Donc, le prestataire aurait-il été sans cela disponible pour travailler?

[34] Oui. Je conclus que le prestataire a démontré qu’il aurait été sans cela disponible pour travailler pendant les semaines de sa quarantaine. S’il n’avait pas été malade et confiné à sa chambre, il aurait continué à occuper l’emploi lui procurant déjà une relation d’emploi établie.

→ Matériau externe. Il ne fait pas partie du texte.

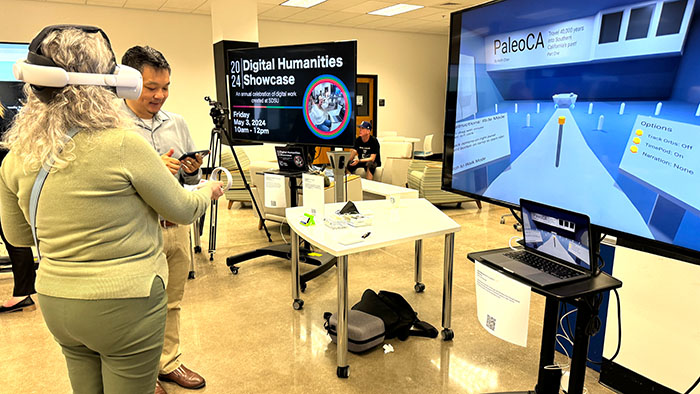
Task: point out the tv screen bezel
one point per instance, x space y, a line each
320 142
624 239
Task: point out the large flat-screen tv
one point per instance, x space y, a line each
298 94
592 106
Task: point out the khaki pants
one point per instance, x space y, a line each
111 346
176 246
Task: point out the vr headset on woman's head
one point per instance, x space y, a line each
48 78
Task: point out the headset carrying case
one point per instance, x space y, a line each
365 331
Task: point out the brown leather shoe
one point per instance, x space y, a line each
159 388
184 378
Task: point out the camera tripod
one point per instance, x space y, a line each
218 114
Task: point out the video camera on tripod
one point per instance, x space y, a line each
218 113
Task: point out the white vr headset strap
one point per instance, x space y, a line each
36 190
127 80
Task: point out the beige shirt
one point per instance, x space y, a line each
97 219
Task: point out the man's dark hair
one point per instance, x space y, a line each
138 57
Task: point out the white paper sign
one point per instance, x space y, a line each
502 305
275 195
313 195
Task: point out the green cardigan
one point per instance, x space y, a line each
97 219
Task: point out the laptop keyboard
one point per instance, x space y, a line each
543 264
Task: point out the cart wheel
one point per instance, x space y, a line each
447 334
298 304
343 372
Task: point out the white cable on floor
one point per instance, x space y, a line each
510 242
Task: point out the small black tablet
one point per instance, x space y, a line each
192 154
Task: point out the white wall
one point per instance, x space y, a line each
411 68
660 323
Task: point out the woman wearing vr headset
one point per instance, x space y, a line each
21 259
102 272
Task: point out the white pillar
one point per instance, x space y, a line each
234 20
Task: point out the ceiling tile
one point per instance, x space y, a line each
420 13
278 12
182 4
264 7
334 5
204 9
439 17
144 4
108 3
338 16
367 6
310 15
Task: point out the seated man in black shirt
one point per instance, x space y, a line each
365 153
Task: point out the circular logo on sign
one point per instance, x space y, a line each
327 106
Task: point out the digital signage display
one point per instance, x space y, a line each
300 94
590 106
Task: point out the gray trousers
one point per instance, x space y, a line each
111 346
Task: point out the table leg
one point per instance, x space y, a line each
298 303
342 329
419 286
447 333
584 315
548 379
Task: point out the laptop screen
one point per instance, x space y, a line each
557 233
290 158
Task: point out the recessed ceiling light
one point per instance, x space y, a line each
302 3
395 9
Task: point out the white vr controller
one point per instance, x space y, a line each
127 80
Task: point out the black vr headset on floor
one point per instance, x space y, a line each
48 78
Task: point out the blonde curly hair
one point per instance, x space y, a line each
39 130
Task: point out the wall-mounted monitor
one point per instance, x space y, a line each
590 106
298 94
11 93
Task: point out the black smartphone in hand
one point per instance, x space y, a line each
194 153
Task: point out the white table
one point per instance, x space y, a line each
387 189
413 220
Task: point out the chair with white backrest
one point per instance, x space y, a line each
427 147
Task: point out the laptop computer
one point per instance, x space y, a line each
558 247
290 160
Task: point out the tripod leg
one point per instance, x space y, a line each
247 187
215 161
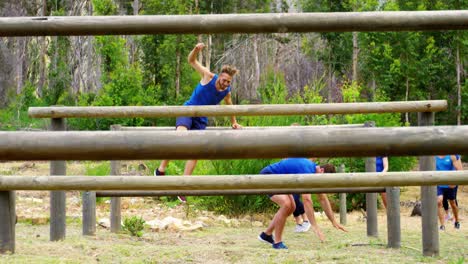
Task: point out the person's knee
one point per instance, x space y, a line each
439 201
322 197
290 207
452 203
306 199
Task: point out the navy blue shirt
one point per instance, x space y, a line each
292 166
379 164
445 164
207 95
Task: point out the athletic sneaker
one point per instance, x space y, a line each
182 198
266 238
304 227
298 229
280 245
448 217
159 173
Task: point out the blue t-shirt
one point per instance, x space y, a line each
445 164
292 166
207 95
379 164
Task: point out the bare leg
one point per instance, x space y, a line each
162 167
299 220
384 199
454 206
440 212
309 209
287 206
189 167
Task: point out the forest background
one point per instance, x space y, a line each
274 69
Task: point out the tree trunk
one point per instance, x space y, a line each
199 37
42 51
406 99
208 53
330 74
459 95
20 53
132 59
355 56
90 55
253 92
178 55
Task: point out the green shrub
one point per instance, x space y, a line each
134 225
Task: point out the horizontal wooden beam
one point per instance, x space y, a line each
236 192
155 128
237 110
233 182
235 23
233 144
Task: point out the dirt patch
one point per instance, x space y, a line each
216 242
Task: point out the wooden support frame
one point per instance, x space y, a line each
235 23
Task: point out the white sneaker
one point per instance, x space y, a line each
301 228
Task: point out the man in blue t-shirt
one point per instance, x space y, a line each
447 163
211 90
381 165
286 201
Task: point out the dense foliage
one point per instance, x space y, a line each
274 69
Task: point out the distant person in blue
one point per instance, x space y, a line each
211 90
445 204
273 234
381 165
448 163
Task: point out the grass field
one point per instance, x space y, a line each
217 243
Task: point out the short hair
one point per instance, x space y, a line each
230 70
328 168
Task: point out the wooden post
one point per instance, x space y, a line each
89 213
115 215
275 143
235 23
371 198
393 217
236 110
57 198
343 208
430 232
8 220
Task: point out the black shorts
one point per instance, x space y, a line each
450 193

[35] Avant de conclure, je note que le prestataire a versé des cotisations d’assurance-emploi en croyant qu’il était assuré en cas de maladie, de blessure ou de quarantaine. Les cotisations à l’assurance-emploi ne garantissent pas que vous obtiendriez des prestations. Vous devez également satisfaire aux conditions du régime. Cependant, aucune logique ne justifie que les étudiants étrangers cotisent à l’assurance-emploi s’ils ne peuvent jamais respecter ses conditions de disponibilité. C’est pourquoi il importe d’examiner la situation de chaque prestataireNote de bas de page 10, surtout lorsqu’on étudie une demande de prestations de maladie.

Conclusion

[36] Le prestataire a démontré qu’il aurait été sans cela disponible pour travailler s’il n’avait pas été en quarantaine. Il a donc droit aux prestations de maladie de l’assurance-emploi du 4 juillet 2021 au 10 août 2021.

[37] Cela signifie que j’accueille l’appel du prestataire.